Hybrid Generalised Additive Type-2 Fuzzy-Wavelet-Neural Network in Dynamic Data Mining
2015
Yevgeniy Bodyanskiy, Olena Vynokurova, Iryna Pliss, Yuliia Tatarinova

In the paper, a new hybrid system of computational intelligence is proposed. This system combines the advantages of neuro-fuzzy system of Takagi-Sugeno-Kang, type-2 fuzzy logic, wavelet neural networks and generalised additive models of Hastie-Tibshirani.

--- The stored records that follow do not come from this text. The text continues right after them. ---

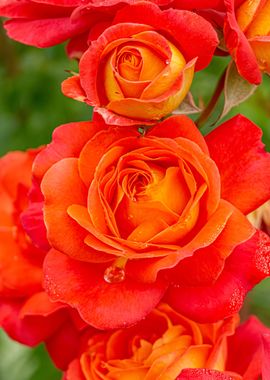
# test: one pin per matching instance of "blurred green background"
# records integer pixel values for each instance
(31, 106)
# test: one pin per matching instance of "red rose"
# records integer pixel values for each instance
(45, 23)
(168, 346)
(26, 313)
(141, 68)
(160, 347)
(247, 35)
(151, 217)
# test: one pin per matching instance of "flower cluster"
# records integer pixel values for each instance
(132, 227)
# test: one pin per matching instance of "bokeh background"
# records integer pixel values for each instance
(31, 106)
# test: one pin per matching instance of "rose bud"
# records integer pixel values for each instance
(141, 67)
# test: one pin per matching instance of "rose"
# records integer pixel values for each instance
(26, 313)
(168, 346)
(247, 35)
(144, 217)
(141, 68)
(260, 217)
(48, 23)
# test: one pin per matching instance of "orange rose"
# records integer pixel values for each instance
(159, 347)
(247, 33)
(141, 67)
(153, 216)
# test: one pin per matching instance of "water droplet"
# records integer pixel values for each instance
(114, 274)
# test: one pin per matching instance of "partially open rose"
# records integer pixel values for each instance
(45, 23)
(159, 347)
(26, 313)
(141, 68)
(247, 35)
(168, 346)
(153, 216)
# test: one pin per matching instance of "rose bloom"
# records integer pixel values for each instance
(45, 23)
(247, 35)
(141, 68)
(153, 216)
(168, 346)
(26, 313)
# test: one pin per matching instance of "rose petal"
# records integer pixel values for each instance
(82, 286)
(245, 169)
(246, 266)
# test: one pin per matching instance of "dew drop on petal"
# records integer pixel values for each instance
(114, 274)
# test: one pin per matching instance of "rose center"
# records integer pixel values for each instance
(129, 63)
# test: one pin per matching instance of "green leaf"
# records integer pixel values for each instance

The proposed system has universal approximation properties and learning capability based on the experimental data sets which pertain to the neural networks and neuro-fuzzy systems; interpretability and transparency of the obtained results due to the soft computing systems and, first of all, due to type-2 fuzzy systems; possibility of effective description of local signal and process features due to the application of systems based on wavelet transform; simplicity and speed of learning process due to generalised additive models. The proposed system can be used for solving a wide class of dynamic data mining tasks, which are connected with non-stationary, nonlinear stochastic and chaotic signals. Such a system is sufficiently simple in numerical implementation and is characterised by a high speed of learning and information processing.


Keywords
Computational intelligence, evolutionary computations, fuzzy neural networks, hybrid intelligent systems

Bodyanskiy, Y., Vynokurova, O., Pliss, I., Tatarinova, Y. Hybrid Generalised Additive Type-2 Fuzzy-Wavelet-Neural Network in Dynamic Data Mining. Information Technology and Management Science. Vol.18, 2015, pp.70-77. ISSN 2255-9086. e-ISSN 2255-9094.

Publication language
English (en)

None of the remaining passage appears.